Blog/Research

Humans Wait. AI Gambles. A Conflict Breakdown.

We ran the v2 conflict scorer on 14 human participants. The old “universal 15.0 blind spot” claim was wrong twice: humans and AI are not identical, and they are not worst at the same things. They diverge in specific, measurable ways.

By Venelin Videnov · April 11, 2026 · 6 min read

Two days ago we retracted a finding. Yesterday we shipped a real scorer. Today we ran it on the human baseline study we conducted last week — 14 people from a Bulgarian IT company, each completing 20 curated environments, playing the same conflict dilemmas we had given to every reasoning model on the leaderboard. Their scores were frozen at 0.150 for the same reason every AI score was frozen at 0.150: the scorer was a placeholder.

With the v2 scorer, the picture changes completely. And the thing that comes into view is more interesting than the thing we thought we had.

The overall distribution

First, the summary statistic. Across 14 humans, the mean conflict score is 67.4. Across 14 AI profiles, the mean is 70.2. Humans are, on average, very slightly below AI on the v2 conflict dimension. But the average hides the actual structure of the data.

SCORE DISTRIBUTION

HUMANS (n=14)

Top: 97.1 (VKA-0011)

Mean: 67.4

Bottom: 3.3 (PUB-LR3Y92)

Spread: 93.8

AI PROFILES (n=14)

Top: 88.25 avg (Claude Sonnet 4.6, n=3)

Mean: 61.7

Bottom: 43.62 (Grok 4.20, n=2)

Spread: 44.6

Two immediate observations. First, the top human is effectively tied with the top AI — a Bulgarian support-staff member scored 97.1, essentially indistinguishable from Claude Sonnet 4.6’s 96.2. Second, the bottom human is far worse than the bottom AI— one participant scored 3.3, which is dramatically below anything we have observed in a reasoning model. The human spread is 93.8 points. The AI spread is 57.3. Humans occupy a wider cognitive range than AI does.
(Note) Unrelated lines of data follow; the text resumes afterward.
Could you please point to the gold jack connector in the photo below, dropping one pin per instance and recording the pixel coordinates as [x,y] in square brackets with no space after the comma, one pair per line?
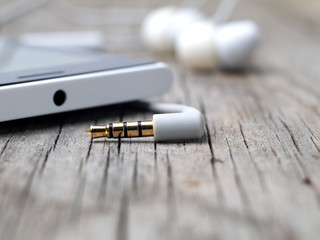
[122,130]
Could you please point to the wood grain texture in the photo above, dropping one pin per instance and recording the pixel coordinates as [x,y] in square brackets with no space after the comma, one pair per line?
[254,175]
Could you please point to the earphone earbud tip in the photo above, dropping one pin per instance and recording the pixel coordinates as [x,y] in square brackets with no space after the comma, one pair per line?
[195,46]
[155,29]
[161,26]
[236,42]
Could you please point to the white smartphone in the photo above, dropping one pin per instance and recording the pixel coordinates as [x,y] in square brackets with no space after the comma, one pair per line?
[37,81]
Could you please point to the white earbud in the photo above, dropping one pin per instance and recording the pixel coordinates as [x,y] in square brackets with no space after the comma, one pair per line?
[204,45]
[200,43]
[161,26]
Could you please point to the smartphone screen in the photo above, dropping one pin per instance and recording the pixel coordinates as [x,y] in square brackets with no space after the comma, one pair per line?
[19,63]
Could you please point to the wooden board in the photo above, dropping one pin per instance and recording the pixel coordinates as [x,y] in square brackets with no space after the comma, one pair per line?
[254,175]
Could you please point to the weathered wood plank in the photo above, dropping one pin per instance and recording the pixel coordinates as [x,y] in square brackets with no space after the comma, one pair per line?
[255,175]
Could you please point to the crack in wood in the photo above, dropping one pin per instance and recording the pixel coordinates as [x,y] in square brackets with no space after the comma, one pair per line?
[13,222]
[45,161]
[213,160]
[316,146]
[295,142]
[171,205]
[58,135]
[122,226]
[135,174]
[258,171]
[243,195]
[278,160]
[103,186]
[307,180]
[76,207]
[5,146]
[208,135]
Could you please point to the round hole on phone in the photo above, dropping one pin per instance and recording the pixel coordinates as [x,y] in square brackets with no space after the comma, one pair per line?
[59,97]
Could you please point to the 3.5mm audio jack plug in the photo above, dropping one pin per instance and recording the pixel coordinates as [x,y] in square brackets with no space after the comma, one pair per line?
[188,123]
[122,130]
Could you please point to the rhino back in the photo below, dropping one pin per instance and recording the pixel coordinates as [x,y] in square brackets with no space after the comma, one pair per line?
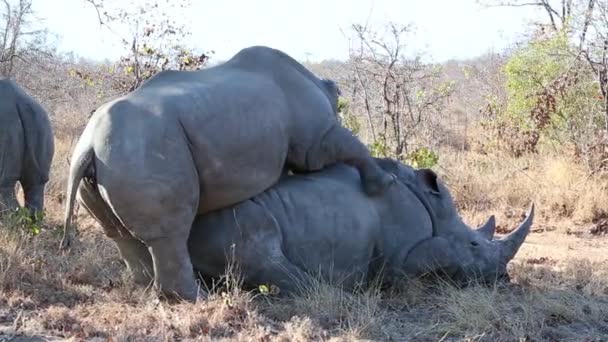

Both of these findings are consistent with the interpretation that AI models are a compressed sample of human reasoning, pulled from training data toward a specific region of decision-making. They do not reach the lowest humans. They do not exceed the highest humans. They cluster in between.

But the dilemma types tell a different story

Summary statistics are useful but they compress the actual behavior. What made this analysis interesting was not the overall average. It was watching where humans and AI systematically disagree on which option to pick.

RATE OF CHOOSING “RISKY” BY DILEMMA TYPE

Delayed reward (patience)short_long

Humans

73%

53%

Humans wait for delayed rewards 20 points more than AI

EV-favorable gamblerisk_safety

Humans

49%

65%

AI takes positive-EV bets 16 points more than humans

Prosocial contributionindividual_collective

Humans

63%

73%

AI is more cooperative / prosocial by 10 points

Unknown vs knowncertainty_exploration

Humans

53%

65%

AI explores unknowns 12 points more than humans

Overcome sunk costsunk_cost

Humans

60%

62%

Essentially identical

The real finding: humans are more patient. AI is more rational about pure bets.

Look at the first two rows of that table.

On short_long dilemmas — “take 40 credits now or wait 5 rounds for 120” — humans chose the delayed reward 73% of the time. AI chose the delayed reward 53%. Humans beat AI on patience by 20 points. This is the opposite of the usual stereotype. AI is supposed to be the unemotional optimizer and humans are supposed to be the impulsive ones. On our data, it is reversed. AI models take the short-term win more often than humans do.

On risk_safety dilemmas — “take 50 guaranteed or gamble 40% for 200” — AI chose the gamble 65% of the time. Humans chose the gamble 49%. AI beats humans on cold EV-rationality by 16 points. When the math clearly favors the risk, AI models take the risk more often than humans. Humans hesitate.

Both of those behaviors are rational in different ways. The AI pattern is the economic-textbook definition of rationality: when expected value is positive, take it. The human pattern reflects loss aversion, a well-documented feature of real human decision-making: we weight losses more heavily than gains of the same size, so a “40% chance of losing 30 credits” feels subjectively worse than the EV calculation suggests.

But the short_long inversion is the interesting one. If AI is pure EV, it should also pick the delayed reward (which has higher EV in every variant we presented). Yet it does not. It takes the shorter reward more than humans do. Why?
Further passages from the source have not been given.